A moment’s thought, moreover, is enough to understand that actually being a US citizen isn’t going to protect anyone who falls into the clutches of a law enforcement apparatus uninterested in establishing the citizenship or other status of the people they seize. To take up an example with which Professor Vermeule and his fellow aficionados of the classical legal tradition should be familiar, Roman citizens were not safe from crucifixion by Gaius Verres, though the law said otherwise. Just as Verres could have a man dragged from his dinner into gaol and crucified, so Donald Trump thinks nothing of taking men and women from their families and putting them on a plane to a prison at the horror of which he openly laughs.

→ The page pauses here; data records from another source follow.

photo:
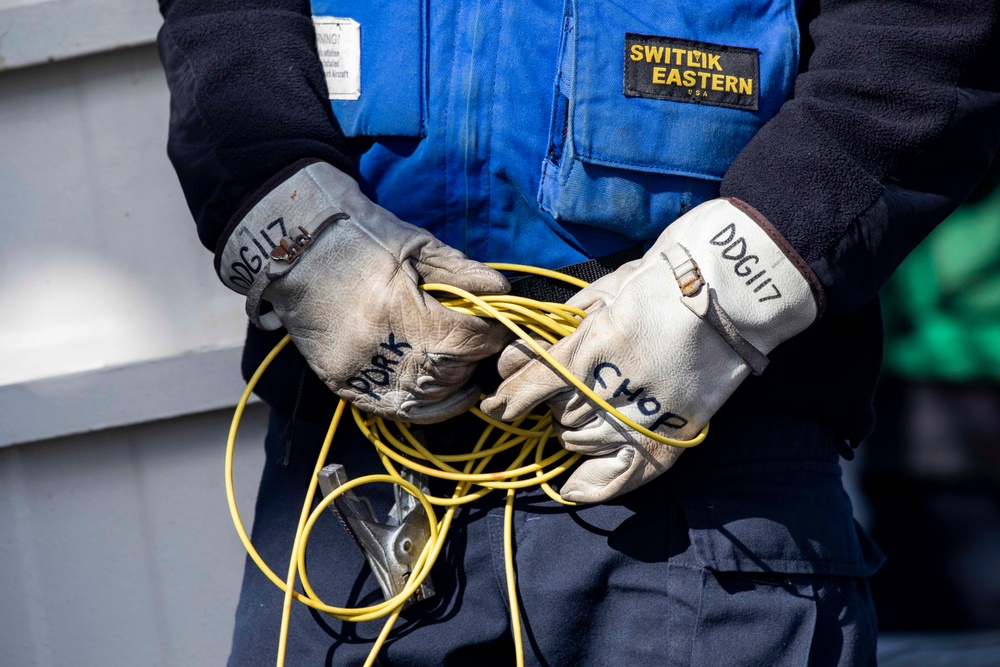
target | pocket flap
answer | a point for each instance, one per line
(794, 521)
(645, 96)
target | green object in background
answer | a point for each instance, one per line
(942, 306)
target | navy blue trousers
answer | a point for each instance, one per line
(744, 553)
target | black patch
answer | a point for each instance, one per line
(682, 70)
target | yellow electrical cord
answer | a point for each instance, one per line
(550, 321)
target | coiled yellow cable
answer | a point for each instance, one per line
(550, 321)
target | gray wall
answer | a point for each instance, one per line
(118, 359)
(118, 548)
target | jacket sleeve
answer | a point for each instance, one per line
(894, 121)
(248, 97)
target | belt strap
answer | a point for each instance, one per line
(541, 288)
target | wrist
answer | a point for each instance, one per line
(278, 222)
(735, 271)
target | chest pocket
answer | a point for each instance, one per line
(653, 102)
(373, 54)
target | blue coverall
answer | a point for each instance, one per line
(509, 130)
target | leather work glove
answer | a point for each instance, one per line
(342, 276)
(667, 339)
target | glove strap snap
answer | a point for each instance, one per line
(699, 297)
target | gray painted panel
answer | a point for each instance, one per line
(36, 32)
(118, 546)
(111, 397)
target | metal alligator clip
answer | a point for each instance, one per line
(391, 547)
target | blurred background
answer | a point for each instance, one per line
(119, 359)
(119, 370)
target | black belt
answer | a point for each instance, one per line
(541, 288)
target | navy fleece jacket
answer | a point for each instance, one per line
(894, 120)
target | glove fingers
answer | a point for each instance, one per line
(439, 263)
(517, 354)
(610, 475)
(594, 435)
(406, 406)
(533, 383)
(600, 478)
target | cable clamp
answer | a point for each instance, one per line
(392, 547)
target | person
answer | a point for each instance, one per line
(767, 164)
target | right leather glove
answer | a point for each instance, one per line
(342, 275)
(666, 340)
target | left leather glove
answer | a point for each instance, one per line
(667, 339)
(343, 277)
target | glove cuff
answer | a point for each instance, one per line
(269, 232)
(735, 272)
(819, 295)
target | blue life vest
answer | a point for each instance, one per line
(551, 131)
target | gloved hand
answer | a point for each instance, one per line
(342, 276)
(667, 339)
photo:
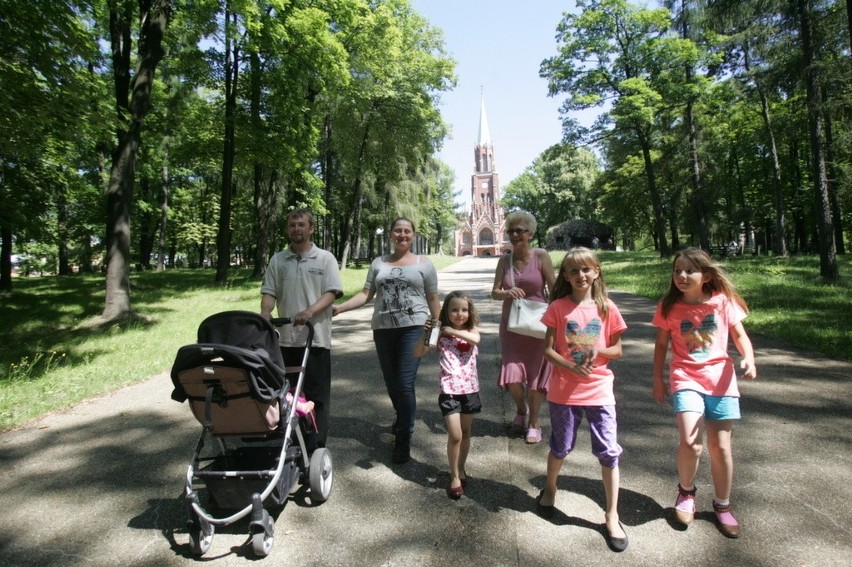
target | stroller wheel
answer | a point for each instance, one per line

It is in the midst of all this that Professor Vermeule comes forth with his admonition that due process is not truly law, or is not required by the law truly understood, if it is not for the common good. As I have noted, it’s fine to say that in the abstract. But Professor Vermeule is not speaking in the abstract. He is, in his motte-and-bailey, I’m-not-saying-it-but-I’m-also-not-not-saying-it fashion, making a point about current events.
And so I wish Professor Vermeule and those tempted to embrace his theories would ask themselves: what part of the common good is served by denying due process to people who, having been charged with no crime, let alone found guilty of one, are sent to the worst prisons in the hemisphere, or rent from their families and exiled from a country in which they were studying or working? Does doing these things respect the dignity of these people ― created, so Professor Vermeule believes, in the image of God? Does it make for more enlightened decision-making by the authorities? Because if the answer is that it does none of these things, then invocations of the limits of due process as an instrument of the common good in the face of the actions of the Trump administration are nothing more than pseudo-intellectual cover for its cruelty.
In Verrem
I am not quite as deeply attached to the classical legal tradition as Professor Vermeule says he is. But I do agree that that tradition has things to teach us. These words, for instance, addressed by Rome’s finest advocate and foremost exponent of the natural law theory, to the man whose rule became the byword for bespredel before Donald Trump:
Must not he who thinks that all men ought to live under equal laws, be very hostile to you, when he considers the variety and caprice of your decrees? Must not he who grieves at the injuries of the allies and the distresses of the provinces be excited against you by the plundering of Asia, the harassing of Pamphylia, the miserable state and the agony of Sicily? Ought not he who desires the rights and the liberty of the Roman citizens to be held sacred among all men,—to be even more than an enemy to you, when here collects your scourgings, your executions, your crosses erected for the punishment of Roman citizens?
It is only left to add those who cheer on and justify caprice, plunder, and humiliation are no less deserving of hostility and opprobrium than those who command them and those who carry them out.